With a relatively small and usually single tail-light source, most motorcycles can easily escape the attention of other road users. This safety matter has already been addressed with several solutions, like BMW's dynamic brake light, the Stoptix brake light, or Vololight's license-plate setup.
Brake Free goes one step further, by placing an extra brake light on the back of the rider's helmet, effectively closer to the eye level of most other drivers. Comprised of 100 ultra-bright LEDs, its casing incorporates an accelerometer and gyroscope sensors and works completely independently, doing away with the hassles of connecting to the motorcycle in any way.
Its sensors can detect when the vehicle is decelerating, regardless whether this results from engine braking, or actually hitting the brakes. The Brake Free is designed with a wide viewing angle of 120 degrees, so it should be perfectly visible by any vehicle in the rear vicinity of the motorcycle.
Once turned on, the Brake Free creates an extra red light on the helmet that can be set to either continuous or flashing modes. In both cases the light will brighten intensely once the sensors pick up any deceleration and, even in the continuous mode, it will start flashing in the case of emergency braking.

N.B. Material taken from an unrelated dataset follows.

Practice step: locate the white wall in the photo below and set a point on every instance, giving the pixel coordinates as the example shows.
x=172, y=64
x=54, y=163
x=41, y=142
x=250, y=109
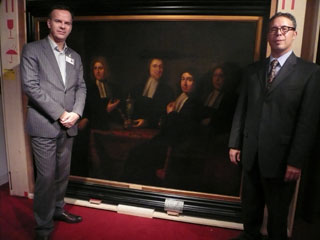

Fed by a 2.600 mAh Li-ion 18650 rechargeable battery, it can work for eight hours before requiring another two for charging. It is weatherproof up to IP64 standards, weighs just 170 g (6 oz), and requires an area of 6.38 x 3.28 in (162 x 83 mm) at the back of the helmet for installation.
The Brake Free secures in place with two neodymium magnets, which in turn stick to the helmet with adhesive mounts. This simple setup allows for the rider to use the smart brake light on more than one helmet by buying extra magnetic mounts at US$10 per pair. According to its designers, it should fit most helmets in the market, and it is perfectly safe in case of an accident, as its mount will allow it to come off before its drag becomes a potential danger.
The Brake Free is expected to become available in April 2018, at a retail price of $149. This is the result of a very successful Indiegogo campaign that has managed to almost double its $50,000 target, with eight days still left. Take a look at the campaign video below, and if you're interested, you could snag a Brake Free for the "late-bird" price of $109. That is assuming, of course, that all goes according to plan – never a given in crowdfunding campaigns.